SUBSTITUTES: Peas, lentils, and pinto, kidney, fava, and lima beans

FIT IT IN: Wrap black beans in a breakfast burrito; use both black beans and kidney beans in your chili; puree 1 cup black beans with 1/4 cup olive oil and roasted garlic for a healthy dip; add favas, limas, or peas to pasta dishes.

HOME RUN: Black Bean and Tomato Salsa > Dice 4 tomatoes, 1 onion, 3 cloves garlic, 2 jalapeños, 1 yellow bell pepper, and 1 mango. Mix in a can of black beans and garnish with 1/2 cup chopped cilantro and the juice of 2 limes.

Walnuts
Richer in heart-healthy omega-3s than salmon, loaded with more anti-inflammatorypolyphenols than red wine, and packing half as much muscle-building protein as chicken, the walnut sounds like a Frankenfood, but it grows on trees. Other nuts combine only one or two of these features, not all three. A serving of walnuts -- about 1 ounce, or 7 nuts -- is good anytime, but especially as a post-workout recovery snack.

SUBSTITUTES: Almonds, peanuts, pistachios, macadamia nuts, hazelnuts

FIT IT IN: Sprinkle on top of salads; chop and add to pancake batter; spoon peanut butter into curries; grind and mix with olive oil to make a marinade for grilled fish or chicken.

HOME RUN: Mix 1 cup walnuts with 1/2 cup dried blueberries and 1/4 cup dark chocolate chunks.

Oats
The éminence grise of health food, oats garnered the FDA's first seal of approval. They are packed with soluble fiber, which lowers the risk of heart disease. Yes, oats are loaded with carbs, but the release of those sugars is slowed by the fiber, and because oats also have 10 grams of protein per 1/2-cup serving, they deliver steady, muscle-friendly energy. Or have a sandwich, from our list of the Best and Worst Breakfast Sandwiches.

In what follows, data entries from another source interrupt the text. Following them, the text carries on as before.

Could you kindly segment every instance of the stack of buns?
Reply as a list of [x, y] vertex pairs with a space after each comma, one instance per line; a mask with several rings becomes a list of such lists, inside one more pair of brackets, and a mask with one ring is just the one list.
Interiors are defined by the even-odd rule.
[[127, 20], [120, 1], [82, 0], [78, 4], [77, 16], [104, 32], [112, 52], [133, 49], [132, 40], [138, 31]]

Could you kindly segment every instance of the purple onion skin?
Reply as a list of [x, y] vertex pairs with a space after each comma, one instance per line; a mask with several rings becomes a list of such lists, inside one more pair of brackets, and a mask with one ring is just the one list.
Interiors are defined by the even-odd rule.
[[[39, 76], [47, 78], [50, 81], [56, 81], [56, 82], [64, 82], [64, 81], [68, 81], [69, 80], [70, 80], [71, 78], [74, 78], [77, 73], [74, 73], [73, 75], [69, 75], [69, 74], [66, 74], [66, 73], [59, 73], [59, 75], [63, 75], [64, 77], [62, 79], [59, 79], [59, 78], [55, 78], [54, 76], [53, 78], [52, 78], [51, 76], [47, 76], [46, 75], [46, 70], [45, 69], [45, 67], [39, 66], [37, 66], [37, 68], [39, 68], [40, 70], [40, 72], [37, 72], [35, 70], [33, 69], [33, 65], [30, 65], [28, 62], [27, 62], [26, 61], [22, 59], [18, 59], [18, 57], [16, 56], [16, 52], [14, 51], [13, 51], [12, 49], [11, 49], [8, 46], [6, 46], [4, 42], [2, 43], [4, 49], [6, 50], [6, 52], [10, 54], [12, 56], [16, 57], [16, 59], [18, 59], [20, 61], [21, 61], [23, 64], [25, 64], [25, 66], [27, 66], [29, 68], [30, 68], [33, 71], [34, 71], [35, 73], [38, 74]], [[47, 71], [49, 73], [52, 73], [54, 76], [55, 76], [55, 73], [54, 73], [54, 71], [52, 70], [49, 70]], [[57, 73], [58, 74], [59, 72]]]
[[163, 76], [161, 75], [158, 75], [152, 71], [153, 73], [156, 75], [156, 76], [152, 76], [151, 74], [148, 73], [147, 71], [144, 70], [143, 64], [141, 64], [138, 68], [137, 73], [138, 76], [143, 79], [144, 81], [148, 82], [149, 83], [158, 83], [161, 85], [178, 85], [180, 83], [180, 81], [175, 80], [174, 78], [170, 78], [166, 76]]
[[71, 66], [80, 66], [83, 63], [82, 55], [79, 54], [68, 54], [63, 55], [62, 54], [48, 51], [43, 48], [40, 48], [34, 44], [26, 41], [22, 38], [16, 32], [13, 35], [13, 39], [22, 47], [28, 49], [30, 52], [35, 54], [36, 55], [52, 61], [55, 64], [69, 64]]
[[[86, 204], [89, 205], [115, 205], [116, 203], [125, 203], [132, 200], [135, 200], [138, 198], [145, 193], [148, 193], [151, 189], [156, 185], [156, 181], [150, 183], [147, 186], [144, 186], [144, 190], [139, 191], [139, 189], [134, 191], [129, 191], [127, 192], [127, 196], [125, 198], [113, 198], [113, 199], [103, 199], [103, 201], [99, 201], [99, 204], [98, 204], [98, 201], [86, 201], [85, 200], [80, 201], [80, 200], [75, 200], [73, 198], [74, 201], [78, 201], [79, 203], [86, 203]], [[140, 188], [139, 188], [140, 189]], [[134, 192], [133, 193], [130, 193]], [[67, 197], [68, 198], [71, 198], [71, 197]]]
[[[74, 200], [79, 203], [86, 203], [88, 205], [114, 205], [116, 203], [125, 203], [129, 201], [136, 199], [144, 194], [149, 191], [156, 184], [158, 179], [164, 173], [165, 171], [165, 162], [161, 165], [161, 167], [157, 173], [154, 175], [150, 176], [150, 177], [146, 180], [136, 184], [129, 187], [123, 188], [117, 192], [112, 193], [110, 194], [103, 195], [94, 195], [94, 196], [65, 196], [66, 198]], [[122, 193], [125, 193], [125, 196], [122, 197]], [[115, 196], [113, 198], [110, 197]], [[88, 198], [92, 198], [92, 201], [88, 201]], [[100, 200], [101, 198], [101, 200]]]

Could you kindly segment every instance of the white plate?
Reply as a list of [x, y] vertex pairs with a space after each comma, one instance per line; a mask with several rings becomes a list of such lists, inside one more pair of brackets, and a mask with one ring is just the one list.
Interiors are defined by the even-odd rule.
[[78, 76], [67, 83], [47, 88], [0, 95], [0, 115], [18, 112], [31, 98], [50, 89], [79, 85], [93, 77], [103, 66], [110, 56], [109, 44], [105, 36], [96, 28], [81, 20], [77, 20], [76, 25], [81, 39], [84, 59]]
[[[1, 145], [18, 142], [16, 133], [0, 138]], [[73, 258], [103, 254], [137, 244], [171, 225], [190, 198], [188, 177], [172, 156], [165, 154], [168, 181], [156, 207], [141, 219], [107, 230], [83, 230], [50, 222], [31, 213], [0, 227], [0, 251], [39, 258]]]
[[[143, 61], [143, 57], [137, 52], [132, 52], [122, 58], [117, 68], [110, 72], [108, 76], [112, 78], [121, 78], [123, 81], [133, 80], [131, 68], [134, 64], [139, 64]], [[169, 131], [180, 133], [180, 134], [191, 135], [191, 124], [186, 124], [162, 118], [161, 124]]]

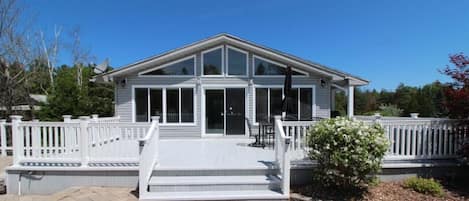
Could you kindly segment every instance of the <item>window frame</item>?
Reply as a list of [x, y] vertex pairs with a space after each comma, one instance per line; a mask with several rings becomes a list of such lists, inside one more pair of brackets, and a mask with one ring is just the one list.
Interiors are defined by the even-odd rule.
[[[257, 107], [256, 107], [256, 104], [257, 104], [257, 97], [256, 97], [256, 89], [268, 89], [267, 90], [267, 115], [270, 116], [270, 89], [282, 89], [282, 100], [285, 98], [284, 97], [284, 93], [283, 93], [283, 85], [253, 85], [252, 86], [252, 89], [253, 89], [253, 94], [252, 94], [252, 97], [253, 97], [253, 100], [252, 100], [252, 103], [253, 103], [253, 111], [252, 111], [252, 114], [253, 114], [253, 118], [252, 118], [252, 123], [253, 125], [257, 126], [259, 125], [259, 122], [257, 122]], [[317, 117], [317, 113], [316, 113], [316, 85], [292, 85], [292, 89], [295, 88], [298, 90], [298, 120], [297, 121], [300, 121], [300, 117], [301, 117], [301, 100], [300, 100], [300, 89], [311, 89], [312, 90], [312, 94], [311, 94], [311, 98], [312, 98], [312, 101], [311, 101], [311, 115], [312, 115], [312, 118], [314, 117]], [[308, 121], [308, 120], [306, 120]]]
[[[148, 104], [148, 108], [147, 108], [147, 115], [148, 115], [148, 122], [151, 121], [151, 113], [150, 113], [150, 110], [151, 110], [151, 105], [150, 105], [150, 90], [151, 89], [161, 89], [162, 90], [162, 107], [163, 107], [163, 111], [162, 111], [162, 114], [163, 116], [161, 116], [160, 118], [163, 118], [163, 121], [162, 123], [160, 123], [160, 125], [162, 126], [196, 126], [197, 125], [197, 88], [195, 85], [132, 85], [132, 122], [136, 123], [137, 122], [137, 119], [136, 119], [136, 100], [135, 100], [135, 89], [139, 89], [139, 88], [144, 88], [144, 89], [147, 89], [147, 104]], [[192, 95], [193, 95], [193, 115], [194, 115], [194, 121], [193, 122], [182, 122], [182, 118], [181, 118], [181, 88], [190, 88], [192, 89]], [[179, 102], [178, 102], [178, 105], [179, 105], [179, 122], [167, 122], [167, 119], [166, 119], [166, 110], [167, 110], [167, 96], [166, 96], [166, 90], [167, 89], [178, 89], [178, 92], [179, 92]]]
[[[165, 67], [168, 67], [170, 65], [173, 65], [173, 64], [176, 64], [176, 63], [179, 63], [179, 62], [182, 62], [182, 61], [185, 61], [185, 60], [189, 60], [191, 59], [194, 61], [194, 75], [144, 75], [145, 73], [149, 73], [149, 72], [152, 72], [152, 71], [155, 71], [155, 70], [159, 70], [159, 69], [162, 69], [162, 68], [165, 68]], [[138, 73], [138, 77], [195, 77], [197, 76], [197, 68], [196, 68], [196, 63], [197, 62], [197, 59], [196, 59], [196, 55], [193, 54], [193, 55], [190, 55], [190, 56], [187, 56], [187, 57], [183, 57], [183, 58], [180, 58], [180, 59], [177, 59], [177, 60], [174, 60], [174, 61], [171, 61], [171, 62], [168, 62], [168, 63], [164, 63], [164, 64], [161, 64], [161, 65], [158, 65], [156, 67], [153, 67], [151, 69], [148, 69], [148, 70], [145, 70], [145, 71], [142, 71], [142, 72], [139, 72]]]
[[[279, 63], [279, 62], [276, 62], [276, 61], [272, 61], [270, 59], [267, 59], [267, 58], [259, 56], [259, 55], [253, 55], [252, 56], [252, 76], [253, 77], [285, 77], [285, 75], [256, 75], [256, 66], [255, 66], [256, 59], [264, 60], [266, 62], [269, 62], [269, 63], [275, 64], [277, 66], [280, 66], [282, 68], [287, 68], [287, 65], [285, 65], [285, 64], [282, 64], [282, 63]], [[306, 71], [299, 70], [299, 69], [296, 69], [296, 68], [293, 68], [293, 67], [292, 67], [292, 71], [296, 71], [296, 72], [302, 74], [302, 75], [292, 75], [292, 77], [308, 77], [308, 72], [306, 72]]]
[[[225, 76], [225, 46], [224, 45], [219, 45], [207, 50], [204, 50], [200, 53], [200, 76], [201, 77], [224, 77]], [[220, 75], [205, 75], [204, 72], [204, 54], [207, 54], [209, 52], [212, 52], [214, 50], [221, 49], [221, 74]]]
[[[234, 50], [234, 51], [237, 51], [237, 52], [240, 52], [242, 54], [244, 54], [246, 56], [246, 74], [244, 75], [230, 75], [230, 66], [228, 65], [229, 64], [229, 50]], [[242, 50], [242, 49], [239, 49], [237, 47], [234, 47], [234, 46], [231, 46], [231, 45], [226, 45], [226, 52], [225, 52], [225, 68], [226, 68], [226, 73], [225, 73], [225, 76], [226, 77], [248, 77], [249, 76], [249, 52], [248, 51], [245, 51], [245, 50]]]

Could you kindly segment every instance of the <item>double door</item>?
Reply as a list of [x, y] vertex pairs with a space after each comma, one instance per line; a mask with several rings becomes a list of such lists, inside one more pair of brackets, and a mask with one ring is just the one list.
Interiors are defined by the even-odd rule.
[[204, 93], [205, 134], [245, 135], [245, 89], [205, 89]]

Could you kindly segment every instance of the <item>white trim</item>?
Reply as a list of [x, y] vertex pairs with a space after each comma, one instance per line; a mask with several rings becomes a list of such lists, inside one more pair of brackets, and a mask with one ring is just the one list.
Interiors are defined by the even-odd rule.
[[[328, 69], [326, 67], [323, 67], [323, 68], [325, 68], [325, 70], [323, 70], [323, 69], [317, 67], [319, 65], [314, 65], [314, 64], [311, 64], [311, 63], [305, 63], [305, 61], [301, 61], [299, 59], [289, 58], [285, 55], [282, 55], [282, 54], [279, 54], [277, 52], [273, 52], [271, 50], [268, 50], [268, 49], [266, 49], [267, 47], [259, 47], [259, 45], [250, 44], [250, 43], [246, 42], [245, 40], [236, 38], [234, 36], [226, 35], [226, 34], [225, 35], [218, 35], [218, 36], [212, 37], [208, 40], [198, 41], [198, 42], [189, 44], [187, 46], [184, 46], [182, 48], [179, 48], [177, 50], [170, 51], [168, 53], [164, 53], [164, 54], [161, 54], [161, 55], [153, 56], [150, 59], [144, 59], [144, 60], [134, 62], [132, 64], [129, 64], [129, 65], [125, 66], [124, 69], [122, 69], [122, 70], [115, 70], [114, 72], [109, 72], [108, 74], [103, 75], [103, 78], [104, 78], [104, 80], [112, 80], [113, 77], [119, 76], [121, 74], [125, 74], [127, 71], [131, 71], [135, 68], [139, 68], [140, 66], [146, 66], [148, 64], [155, 63], [159, 60], [164, 60], [166, 58], [175, 57], [175, 56], [180, 55], [180, 54], [191, 52], [191, 51], [196, 50], [200, 47], [203, 47], [203, 46], [206, 46], [206, 45], [217, 44], [217, 43], [220, 43], [220, 42], [229, 42], [229, 43], [232, 43], [232, 44], [236, 44], [237, 46], [240, 46], [244, 49], [250, 49], [250, 51], [261, 52], [262, 54], [269, 55], [271, 57], [276, 57], [279, 60], [285, 60], [286, 62], [292, 63], [292, 64], [297, 65], [297, 66], [301, 66], [301, 67], [307, 69], [307, 71], [322, 74], [324, 76], [330, 76], [330, 77], [333, 78], [332, 80], [344, 80], [345, 79], [345, 73], [343, 73], [343, 72], [334, 71], [334, 70]], [[330, 71], [332, 71], [332, 72], [330, 72]], [[352, 79], [356, 80], [357, 82], [360, 82], [361, 84], [367, 84], [368, 83], [368, 81], [361, 80], [360, 78], [351, 77], [351, 76], [349, 76], [349, 78], [352, 78]]]
[[[149, 72], [152, 72], [152, 71], [155, 71], [155, 70], [158, 70], [158, 69], [162, 69], [162, 68], [168, 67], [168, 66], [173, 65], [173, 64], [178, 63], [178, 62], [189, 60], [190, 58], [192, 58], [192, 60], [194, 61], [194, 66], [193, 66], [194, 75], [144, 75], [145, 73], [149, 73]], [[180, 58], [180, 59], [171, 61], [169, 63], [165, 63], [165, 64], [162, 64], [162, 65], [156, 66], [154, 68], [139, 72], [138, 76], [139, 77], [195, 77], [197, 75], [196, 62], [197, 62], [196, 61], [196, 56], [194, 54], [194, 55], [191, 55], [191, 56]]]
[[[270, 89], [279, 89], [281, 88], [282, 89], [282, 99], [285, 98], [284, 97], [284, 93], [283, 93], [283, 85], [253, 85], [252, 86], [252, 97], [253, 97], [253, 100], [252, 100], [252, 104], [253, 104], [253, 109], [252, 109], [252, 124], [253, 125], [259, 125], [259, 122], [256, 121], [256, 118], [257, 118], [257, 114], [256, 114], [256, 89], [258, 88], [261, 88], [261, 89], [268, 89], [267, 90], [267, 115], [270, 116]], [[295, 88], [295, 89], [311, 89], [312, 90], [312, 100], [311, 100], [311, 115], [312, 117], [317, 117], [317, 109], [316, 109], [316, 85], [313, 84], [313, 85], [292, 85], [292, 88]], [[300, 90], [298, 90], [298, 108], [300, 108]], [[300, 119], [300, 110], [298, 110], [298, 120]]]
[[[163, 115], [163, 121], [160, 124], [161, 126], [196, 126], [197, 125], [197, 92], [196, 92], [196, 85], [190, 85], [190, 84], [177, 84], [177, 85], [132, 85], [132, 122], [136, 123], [136, 104], [135, 104], [135, 89], [137, 88], [146, 88], [147, 89], [147, 107], [148, 107], [148, 114], [151, 115], [150, 112], [150, 90], [151, 89], [161, 89], [162, 90], [162, 115]], [[193, 115], [194, 115], [194, 122], [181, 122], [181, 88], [191, 88], [192, 89], [192, 95], [193, 95]], [[166, 122], [166, 90], [167, 89], [178, 89], [179, 91], [179, 123], [168, 123]], [[148, 119], [150, 121], [150, 118]]]
[[[248, 137], [249, 136], [249, 128], [246, 125], [246, 121], [244, 121], [244, 135], [226, 135], [226, 89], [230, 88], [238, 88], [244, 89], [244, 117], [249, 116], [249, 86], [248, 85], [223, 85], [223, 86], [201, 86], [201, 105], [200, 105], [200, 113], [201, 113], [201, 121], [200, 121], [200, 128], [201, 128], [201, 137], [210, 138], [210, 137]], [[206, 126], [205, 126], [205, 115], [206, 115], [206, 91], [207, 90], [223, 90], [223, 118], [224, 118], [224, 128], [222, 134], [215, 134], [215, 133], [206, 133]]]
[[[285, 65], [285, 64], [282, 64], [282, 63], [279, 63], [279, 62], [276, 62], [276, 61], [272, 61], [272, 60], [267, 59], [265, 57], [254, 54], [253, 57], [252, 57], [252, 76], [253, 77], [285, 77], [285, 75], [256, 75], [256, 69], [255, 69], [256, 68], [256, 66], [255, 66], [256, 59], [264, 60], [268, 63], [272, 63], [272, 64], [275, 64], [277, 66], [287, 68], [287, 65]], [[292, 77], [308, 77], [308, 72], [305, 72], [305, 71], [302, 71], [302, 70], [299, 70], [299, 69], [296, 69], [296, 68], [293, 68], [293, 67], [292, 67], [292, 71], [303, 74], [303, 75], [292, 75]]]
[[[234, 50], [234, 51], [237, 51], [237, 52], [240, 52], [244, 55], [246, 55], [246, 74], [244, 75], [230, 75], [230, 66], [228, 65], [229, 64], [229, 50]], [[242, 50], [242, 49], [239, 49], [239, 48], [236, 48], [236, 47], [233, 47], [231, 45], [226, 45], [226, 53], [225, 53], [225, 57], [226, 57], [226, 74], [225, 76], [226, 77], [248, 77], [249, 75], [249, 52], [248, 51], [245, 51], [245, 50]]]
[[[221, 49], [221, 74], [220, 75], [205, 75], [204, 74], [204, 54], [208, 52], [212, 52], [215, 50]], [[224, 77], [225, 76], [225, 46], [224, 45], [219, 45], [213, 48], [210, 48], [208, 50], [204, 50], [200, 53], [200, 75], [201, 77]]]

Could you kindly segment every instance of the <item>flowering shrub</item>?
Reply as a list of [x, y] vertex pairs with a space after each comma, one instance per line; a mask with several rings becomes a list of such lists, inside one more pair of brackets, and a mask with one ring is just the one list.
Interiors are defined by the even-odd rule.
[[379, 124], [345, 117], [326, 119], [309, 130], [309, 157], [317, 160], [315, 179], [325, 186], [360, 187], [380, 170], [388, 140]]

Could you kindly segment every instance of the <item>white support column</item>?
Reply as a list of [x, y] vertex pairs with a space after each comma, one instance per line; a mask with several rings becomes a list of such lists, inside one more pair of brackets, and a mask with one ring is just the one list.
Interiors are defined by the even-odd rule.
[[335, 110], [335, 89], [331, 89], [331, 111]]
[[13, 165], [18, 165], [24, 156], [24, 135], [19, 128], [23, 116], [12, 115], [11, 119], [11, 137], [13, 141]]
[[7, 156], [7, 130], [6, 130], [6, 119], [0, 119], [0, 147], [2, 150], [2, 156]]
[[89, 116], [80, 117], [80, 156], [81, 156], [81, 166], [88, 166], [89, 161], [89, 138], [88, 138], [88, 123], [90, 122]]
[[353, 117], [353, 98], [354, 98], [354, 93], [353, 93], [353, 85], [348, 85], [347, 88], [347, 116], [348, 117]]

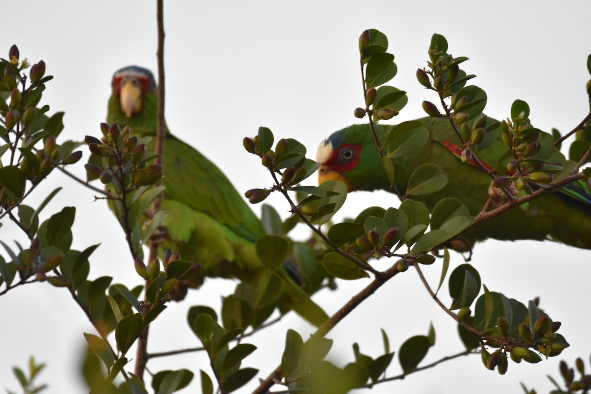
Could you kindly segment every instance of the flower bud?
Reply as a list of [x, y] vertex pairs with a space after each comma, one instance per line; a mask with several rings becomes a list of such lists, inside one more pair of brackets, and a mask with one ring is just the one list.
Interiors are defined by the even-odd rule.
[[389, 108], [382, 108], [382, 109], [378, 109], [374, 113], [378, 119], [381, 121], [387, 121], [388, 119], [392, 119], [396, 115], [398, 115], [398, 111], [396, 109], [390, 109]]
[[470, 317], [472, 311], [467, 307], [464, 307], [457, 311], [457, 317], [460, 320], [465, 320]]
[[359, 36], [359, 53], [363, 54], [363, 50], [369, 45], [371, 38], [369, 30], [365, 30], [361, 33], [361, 35]]
[[472, 128], [470, 127], [470, 125], [467, 123], [464, 123], [462, 125], [462, 127], [460, 128], [460, 133], [462, 135], [462, 138], [465, 141], [469, 141], [472, 138]]
[[366, 237], [359, 237], [356, 241], [357, 246], [364, 250], [373, 250], [374, 245], [371, 244], [369, 240]]
[[135, 261], [134, 262], [134, 266], [135, 267], [135, 272], [138, 273], [138, 275], [141, 276], [142, 279], [148, 279], [148, 269], [143, 261], [139, 259], [136, 259]]
[[10, 95], [10, 108], [16, 108], [21, 103], [21, 91], [18, 88], [12, 89]]
[[417, 79], [418, 80], [418, 83], [425, 87], [431, 87], [431, 81], [429, 80], [429, 76], [427, 74], [427, 73], [424, 70], [420, 69], [417, 69]]
[[103, 173], [103, 169], [96, 164], [87, 163], [84, 165], [84, 168], [86, 170], [87, 182], [98, 179], [100, 174]]
[[[0, 102], [2, 101], [2, 100], [0, 100]], [[35, 120], [35, 108], [33, 107], [29, 107], [25, 110], [24, 113], [22, 114], [21, 121], [22, 122], [23, 125], [25, 126], [28, 126], [34, 120]]]
[[360, 108], [355, 108], [355, 110], [353, 111], [353, 115], [355, 116], [355, 118], [363, 119], [365, 117], [365, 110]]
[[261, 189], [249, 197], [248, 201], [251, 204], [258, 204], [268, 197], [269, 193], [267, 189]]
[[505, 186], [508, 186], [509, 184], [511, 183], [511, 178], [508, 177], [499, 177], [498, 178], [495, 178], [492, 181], [492, 185], [494, 187], [497, 187], [498, 188], [501, 188], [505, 187]]
[[470, 119], [470, 115], [468, 115], [467, 112], [456, 112], [453, 115], [453, 118], [456, 125], [461, 125]]
[[6, 126], [7, 131], [11, 131], [17, 124], [17, 118], [14, 116], [12, 111], [9, 110], [6, 113], [4, 117], [4, 124]]
[[433, 86], [438, 92], [443, 90], [443, 80], [441, 77], [437, 77], [433, 80]]
[[463, 105], [465, 105], [468, 103], [468, 96], [462, 96], [459, 99], [456, 100], [456, 105], [454, 107], [456, 110], [462, 108]]
[[[465, 125], [466, 123], [464, 123]], [[472, 144], [475, 145], [478, 145], [482, 142], [484, 139], [485, 131], [484, 129], [482, 127], [479, 127], [472, 132], [472, 135], [471, 139], [472, 140]]]
[[431, 255], [427, 255], [427, 253], [421, 253], [418, 256], [415, 256], [413, 258], [417, 262], [421, 264], [433, 264], [435, 262], [435, 256], [431, 256]]
[[29, 72], [31, 82], [37, 82], [45, 75], [45, 62], [41, 60], [36, 64], [33, 64]]
[[367, 92], [365, 93], [365, 106], [369, 107], [373, 104], [375, 101], [375, 97], [377, 95], [378, 91], [375, 90], [375, 87], [368, 89]]
[[148, 264], [148, 277], [152, 281], [160, 275], [160, 261], [154, 259]]
[[17, 47], [16, 44], [13, 45], [8, 51], [8, 58], [14, 66], [18, 64], [18, 47]]
[[73, 164], [82, 158], [82, 151], [72, 152], [66, 158], [61, 161], [61, 164]]
[[470, 151], [470, 149], [465, 149], [462, 151], [460, 158], [462, 159], [462, 162], [467, 163], [472, 159], [472, 152]]
[[540, 316], [534, 323], [534, 332], [536, 334], [543, 334], [548, 330], [548, 318]]
[[433, 118], [441, 118], [443, 116], [435, 105], [430, 101], [423, 102], [423, 109], [427, 113], [427, 115]]

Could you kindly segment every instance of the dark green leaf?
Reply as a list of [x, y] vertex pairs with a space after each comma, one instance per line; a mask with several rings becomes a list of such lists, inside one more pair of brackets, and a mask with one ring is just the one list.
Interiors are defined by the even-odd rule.
[[329, 273], [340, 279], [351, 281], [369, 277], [361, 267], [336, 252], [324, 255], [322, 265]]
[[454, 300], [450, 309], [469, 307], [480, 292], [480, 279], [478, 271], [470, 264], [456, 268], [449, 277], [449, 295]]
[[246, 385], [258, 373], [254, 368], [243, 368], [239, 370], [222, 382], [224, 392], [229, 393]]
[[256, 240], [256, 255], [265, 268], [274, 271], [287, 257], [290, 244], [284, 237], [264, 235]]
[[363, 233], [363, 226], [359, 223], [344, 222], [330, 226], [327, 234], [330, 243], [335, 246], [354, 241]]
[[398, 360], [404, 373], [408, 373], [416, 368], [428, 350], [429, 338], [424, 335], [417, 335], [407, 340], [398, 351]]
[[446, 176], [439, 166], [427, 163], [419, 166], [408, 180], [407, 196], [421, 196], [441, 190], [447, 184]]
[[122, 353], [125, 354], [127, 353], [131, 345], [139, 337], [143, 329], [141, 313], [126, 316], [117, 323], [115, 330], [115, 339], [117, 342], [117, 347]]
[[273, 146], [273, 133], [266, 127], [259, 127], [258, 138], [261, 154], [264, 155]]

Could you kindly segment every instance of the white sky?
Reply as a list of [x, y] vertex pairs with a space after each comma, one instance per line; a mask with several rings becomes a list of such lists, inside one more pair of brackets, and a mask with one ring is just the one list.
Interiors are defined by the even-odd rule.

SUBSTITUTES: Quinoa, flaxseed, wild rice

FIT IT IN: Eat granolas and cereals that have a fiber content of at least 5 grams per serving. Sprinkle 2 Tbsp. ground flaxseed on cereals, salads, and yogurt.

PINCH HITTER: Quinoa Salad > Quinoa has twice the protein of most cereals, and fewer carbs. Boil 1 cup quinoa in 2 cups of water. Let cool. In a large bowl, toss it with 2 diced apples, 1 cup fresh blueberries, 1/2 cup chopped walnuts, and 1 cup plain fat-free yogurt.